Luster
LUSTER
by Raven Leilani
Awards: Center For Fiction Winner 2020, Kirkus Winner 2020, National Book Critics Circle Winner 2020
Nominations: Carnegie Longlist 2021, PEN/Hemingway Finalist 2021, PEN/Jean Stein Longlist 2021,
Date Read: June 22, 2021
Edie is in her mid-twenties and at sea in her own life. She drifts from job to job, relationship to relationship with nothing to tether her to the world. She is black, poor, and suffering from IBS but she’s beautiful, infinitely capable and artistic. Over the course of several months, she flirts and then meets in real life Eric Walker, a married man over twice her age.
There are rules, though. His wife, Rebecca, is aware of Eric’s proclivities and has drafted a set of rules to ensure their relationship doesn’t infringe on her turf. Yet, the rules keep changing until Rebecca changes them completely by having Edie deliver soup and a bone saw to her work, a medical examiner specializing in autopsy. Edie admits to her that she has nowhere to go.
Having been fired from her real job and evicted from her apartment, Edie finds herself taken in by her lover’s family – Edie and Akila, their black adopted daughter. Edie forges awkward, yet tender relationships with both girls, living in a sort of limbo where it’s never fully acknowledged that she is, in fact, living there.
And Edie does help this family in small ways – cleaning and acting as a buffer between Eric and Rebecca, babysitting. The help she offers to Akila when she fries her hair is sweet and touching and makes you realize how much more love and attention that 13 year old girl needs.
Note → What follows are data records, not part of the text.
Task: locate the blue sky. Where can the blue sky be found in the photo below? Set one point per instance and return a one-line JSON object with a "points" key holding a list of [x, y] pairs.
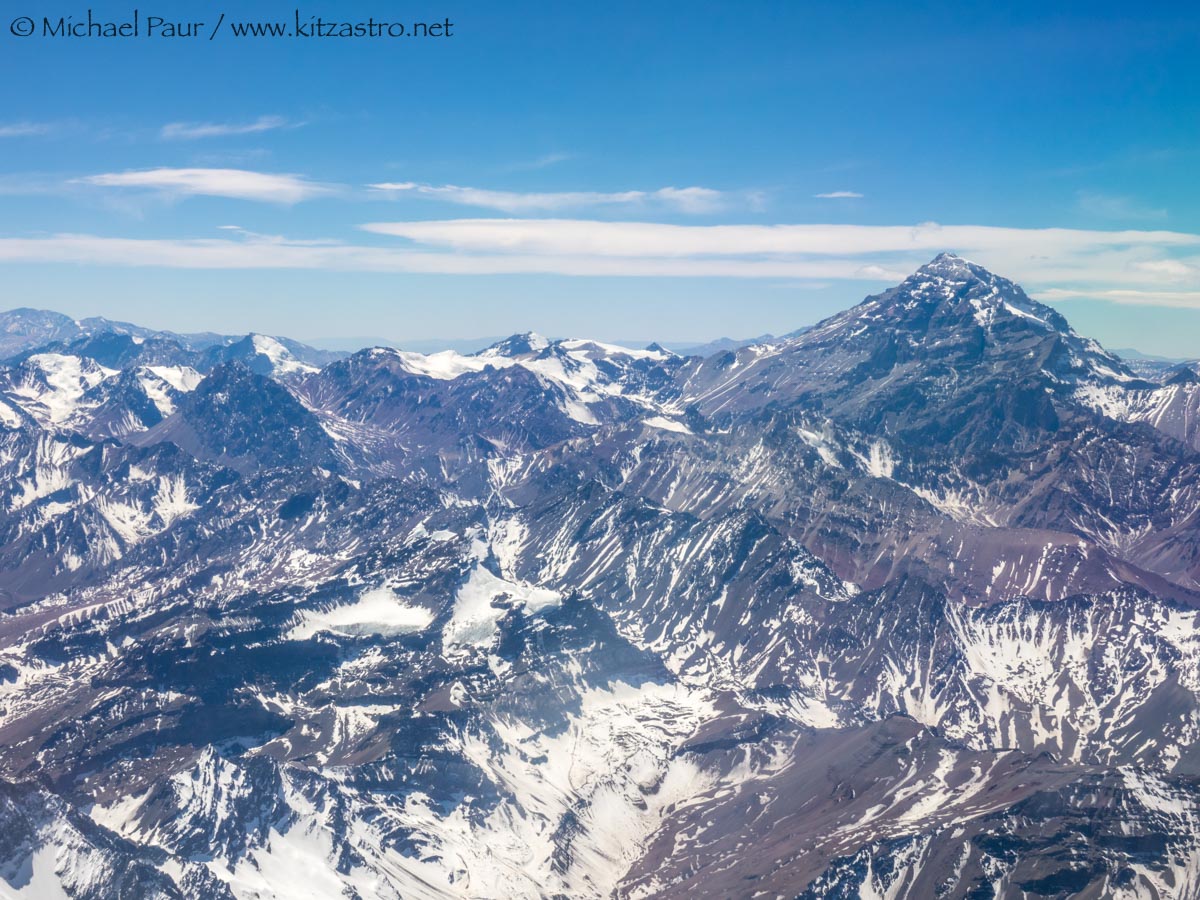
{"points": [[671, 171]]}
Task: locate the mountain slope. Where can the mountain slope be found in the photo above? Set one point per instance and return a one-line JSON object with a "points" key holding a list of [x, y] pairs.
{"points": [[901, 605]]}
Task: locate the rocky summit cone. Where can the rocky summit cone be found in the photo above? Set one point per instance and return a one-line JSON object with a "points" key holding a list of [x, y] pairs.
{"points": [[904, 605]]}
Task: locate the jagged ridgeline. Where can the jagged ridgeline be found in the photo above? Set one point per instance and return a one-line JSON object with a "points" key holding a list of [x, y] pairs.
{"points": [[903, 605]]}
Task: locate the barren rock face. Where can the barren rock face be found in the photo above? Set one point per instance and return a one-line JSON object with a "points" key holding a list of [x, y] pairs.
{"points": [[904, 605]]}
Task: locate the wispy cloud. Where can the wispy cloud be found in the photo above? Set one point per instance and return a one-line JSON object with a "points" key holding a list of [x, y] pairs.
{"points": [[237, 184], [1177, 299], [1116, 267], [565, 237], [25, 130], [695, 201], [198, 131]]}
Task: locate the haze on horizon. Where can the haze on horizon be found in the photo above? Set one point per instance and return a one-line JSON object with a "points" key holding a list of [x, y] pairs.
{"points": [[675, 174]]}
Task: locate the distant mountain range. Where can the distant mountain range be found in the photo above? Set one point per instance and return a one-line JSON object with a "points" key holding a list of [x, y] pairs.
{"points": [[901, 605]]}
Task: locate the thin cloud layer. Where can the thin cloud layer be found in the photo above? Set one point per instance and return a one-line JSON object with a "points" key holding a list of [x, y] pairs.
{"points": [[198, 131], [237, 184], [653, 239], [24, 130], [684, 199], [1140, 268]]}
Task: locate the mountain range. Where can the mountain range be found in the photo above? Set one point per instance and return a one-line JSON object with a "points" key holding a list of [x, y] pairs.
{"points": [[901, 605]]}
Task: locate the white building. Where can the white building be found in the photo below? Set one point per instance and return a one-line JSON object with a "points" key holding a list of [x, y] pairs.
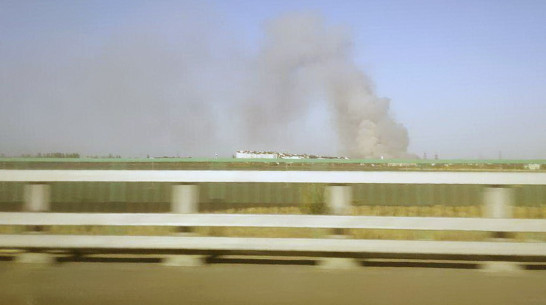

But the parents are so involved in their own suffering and survival that Akila’s needs are muffled.
Leilani is brilliant in her honesty, however ugly and painful. I found myself stressing about Edie’s choices and thanking my lucky stars I am no longer in my twenties. Readers are swept into Edie’s orbit as she tries to gain internal and external acceptance as she stumbles from one bad decision to another. You can’t help but care about her and want to take her in just as the Walker family did. Don’t do it, Edie! Just don’t! Whatever it is, it’s not good for you and you can do better. You deserve better.
One of my favorite quotes: “So, sure, an older man is a wonder because he has paid thirty-eight years of Con Ed bills and suffered food poisoning and seen the climate reports and still not killed himself, but somehow, after being a woman for twenty-three years, after the ovarian torsion and student loans and newfangled Nazis in button-downs, I too am still alive, and actually this is the more remarkable feat. Instead I let myself be awed by his middling command of the wine list.” Brilliant and so, so true.